Il y a beaucoup de choses surprenantes dans ce film aux contours assez insaisissables : il s'agit autant d'un film (en temps) de guerre qu'un thriller d'infiltration, il avance d'abord comme un film d'espionnage mais la tonalité générale ne correspond absolument pas à cette case, et il revêt dans sa seconde moitié une dimension beaucoup plus psychologique et morale en s'attachant au ressenti du protagoniste, en examinant ses sentiments de doute et de culpabilité. On peut également y voir une critique assez franche, en 1958, du principe même de guerre à travers ses victimes collatérales, comme en témoigne un long monologue de la part d'une femme occupant un rôle central au moment où le héros remet en question la légitimité de sa mission : "Murder? But this is war, war. And in a war the innocent and the guilty get killed together. When you were ordered to drop bombs over France, did you refuse because you might have killed innocent Frenchmen. Or women? Or children like yourself? Or cats? Or are you such a marksman that you can press a button and drop a bomb that will only kill Germans and collaborators? You didn't go whining back to your superior officers saying I couldn't do it, there might have been a man in the marshalling yard who loved his mother."

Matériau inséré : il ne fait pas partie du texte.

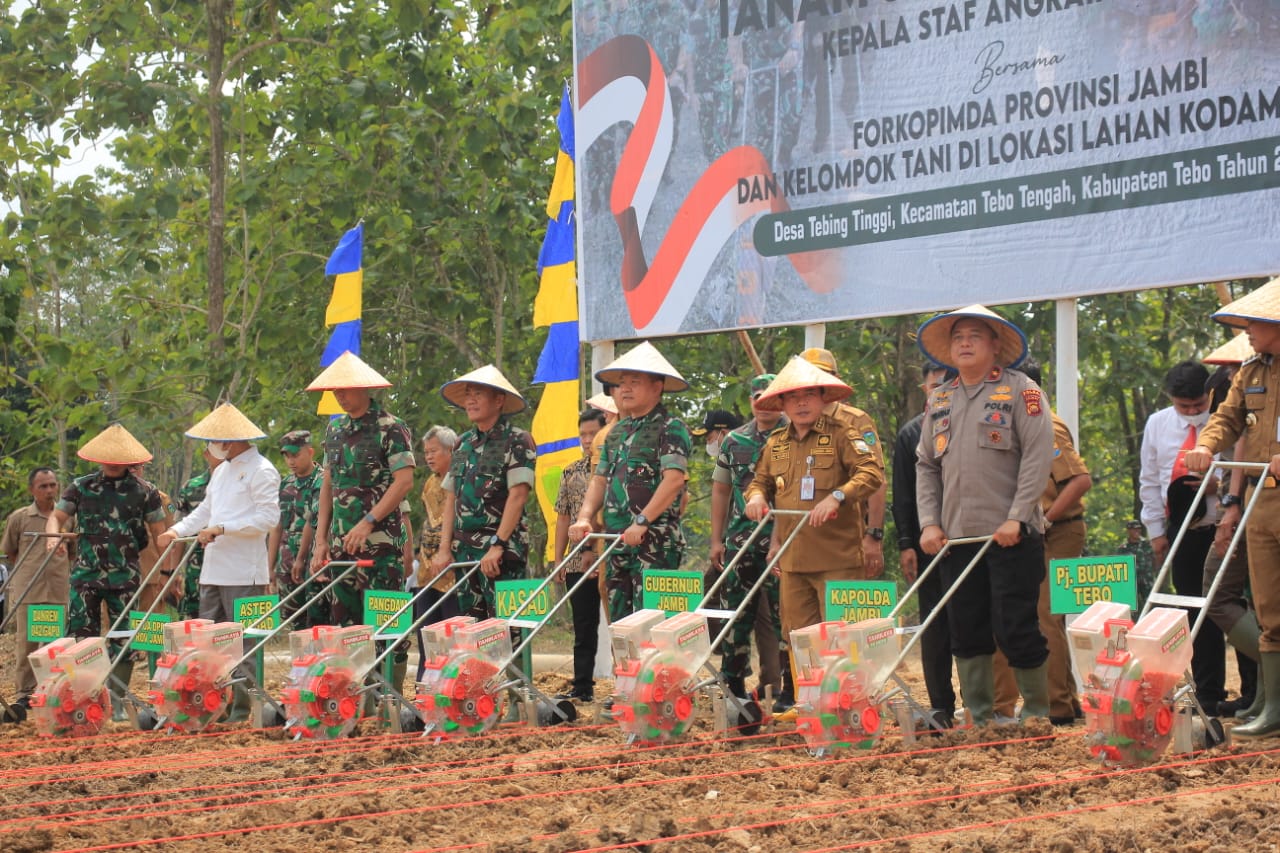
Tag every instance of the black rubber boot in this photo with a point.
(787, 697)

Petit aparté au sujet d'un drôle de choix de montage : on relève la présence de Lillian Gish dans le rôle de la mère, apparaissant seulement quelques secondes dans un flashback situé en introduction.
On peut regretter la légèreté avec laquelle est traitée toute la première longue phase de formation, tant on a parfois l'impression d'être dans un camp de vacances de scouts. Le scénario justifie assez rapidement le fait que la recrue n'est pas un tueur professionnel, mais quand même, pour assassiner un leader de la résistance qui serait un traître parfaitement infiltré, on a du mal avec les prémices du film qui avance pourtant que (seul) le cœur de l'histoire est basé sur des faits réels... Le soldat ne sait pas ce qu'est un sternum, il apprend à tuer par étranglement comme s'il s'agissait d'un jeu entre amis durant une séquence d'entraînement un peu longuette, et il fait preuve d'une immaturité assez incroyable dans l'exécution de sa mission.
Mais peu à peu, c'est précisément cette incompétence, cette hésitation voire cette maladresse qui le feront sortir d'un chemin tout tracé et qui poseront les bases d'un dilemme moral formant la pierre angulaire des enjeux. Il devient humain en quelque sorte, malgré les remontrances de l'agent local (le personnage de tante Léonie n'y va pas par quatre chemin, c'est même un peu bourrin : "Himmler likes cats. Goering likes pictures. Hitler likes music. Goebbels is a wonderful father. What of it?") et ce sera le début d'un nouveau parcours, le conduisant tout droit vers un final gorgé d'une amertume tenace.